The other day I was out for lunch with a friend who was wearing a great shade of lipstick. When she handed me the tube so I could check out the name, I couldn’t see it. I held it at arm’s length and squinted, the letters barely coming into focus. “Look at you”, she giggled. “You can’t see!”
I have to admit, lately it’s been a bit of a struggle to do my beloved New York Times crossword puzzle. Not because the clues are getting more difficult, but because the words are getting a little fuzzy. I’ve noticed other weird things too. Like when I sleep on my side, the indentations from my pillow are likely to stick around on my face for a good part of the day. I think I’m starting to see the beginning of jowls and I’ve started doing that thing in the mirror, where I pull back on my cheekbones to remember how I looked ten years ago, when my skin had a much better memory and didn’t leave a stubborn road map of sheet marks on my face.
I turned 44 a couple of weeks ago, which, if we consider that the average Canadian woman lives to be about 84 years old, puts me very firmly at middle age.
I don’t quite know when it happened, because I swear I was just 20 years old, drinking Long Island Iced Teas at Blue Dog and stressing about final exams at McGill.
But here I am, the mother of three high schoolers, five years past my own 20th high school reunion and 30 years past my first foray on the metro to go see a new movie called The Breakfast Club.
I can’t believe I’m old enough to have done anything 30 years ago.
It’s all happened so insanely, dizzyingly fast. And I can’t help but think that I’m a little responsible for making the time pass so quickly. For so much of my life, I’ve been in a rush to get to the next destination on my life map. I couldn’t wait to get out of school and start working. At 24, I was anxious to get hitched and start married life. When I struggled with infertility, I wanted to fast forward past anxiety-provoking pregnancy and get to the baby part, and when I finally had those babies, I remember consoling screaming infant twins at 3 am, desperate to get past the newborn days so I could get some sleep. I’ve prayed for the end of countless cold, dark winters and counted the days until I could hear the delicious dripping of melting snow. I’ve even wished for the end of summer and the return of schedules and routines. Bring on the next stage, the easier stuff; the part where I can breathe and enjoy and be in the moment.

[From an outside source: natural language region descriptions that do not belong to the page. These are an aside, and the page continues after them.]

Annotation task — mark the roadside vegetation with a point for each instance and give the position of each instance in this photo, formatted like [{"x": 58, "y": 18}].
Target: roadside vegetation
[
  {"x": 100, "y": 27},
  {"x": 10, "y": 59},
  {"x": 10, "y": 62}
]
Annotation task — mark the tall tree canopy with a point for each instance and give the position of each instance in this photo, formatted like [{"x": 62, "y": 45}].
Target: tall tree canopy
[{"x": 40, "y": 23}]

Middle age may be accompanied by lousy vision, but it’s also allowed me to see some things more clearly.
I know now that in my race against the clock, I missed out on some pretty precious moments. I never imagined how much I’d miss tiny feet kicking inside my belly and how quickly those helpless newborns would grow into self-sufficient teenagers. I wish, now, that I could go back in time to those nights that seemed painful and endless and cuddle those babies for a few more minutes. I wish that I’d been more in those moments instead of rushing to the next.

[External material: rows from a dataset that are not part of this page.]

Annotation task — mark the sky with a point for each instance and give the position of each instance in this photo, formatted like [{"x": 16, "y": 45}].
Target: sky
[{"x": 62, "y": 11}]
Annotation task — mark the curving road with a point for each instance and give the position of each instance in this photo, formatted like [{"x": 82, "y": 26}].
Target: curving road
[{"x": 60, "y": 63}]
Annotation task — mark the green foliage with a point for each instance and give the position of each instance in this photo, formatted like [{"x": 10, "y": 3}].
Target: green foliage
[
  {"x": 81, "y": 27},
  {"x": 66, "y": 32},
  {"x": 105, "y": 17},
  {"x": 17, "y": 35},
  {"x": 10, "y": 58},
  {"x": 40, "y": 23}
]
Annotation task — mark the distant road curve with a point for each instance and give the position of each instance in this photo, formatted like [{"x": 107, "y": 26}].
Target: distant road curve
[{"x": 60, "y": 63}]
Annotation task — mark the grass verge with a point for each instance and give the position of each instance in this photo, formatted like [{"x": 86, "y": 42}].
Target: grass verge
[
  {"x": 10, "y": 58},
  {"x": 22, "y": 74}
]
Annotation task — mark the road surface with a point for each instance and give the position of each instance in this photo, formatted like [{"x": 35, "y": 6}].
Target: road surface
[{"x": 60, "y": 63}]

I can’t stop the clock, but I’m going to make sure that I spend the next half of my life slowing down time. I’m going to breathe and embrace, even when, especially when, I feel like the floor’s falling out from under me. I will live in the moments instead of just passing through them. And I might even put on a pair of reading glasses and appreciate the beauty of a winter storm. A Long Island Iced Tea might help with that.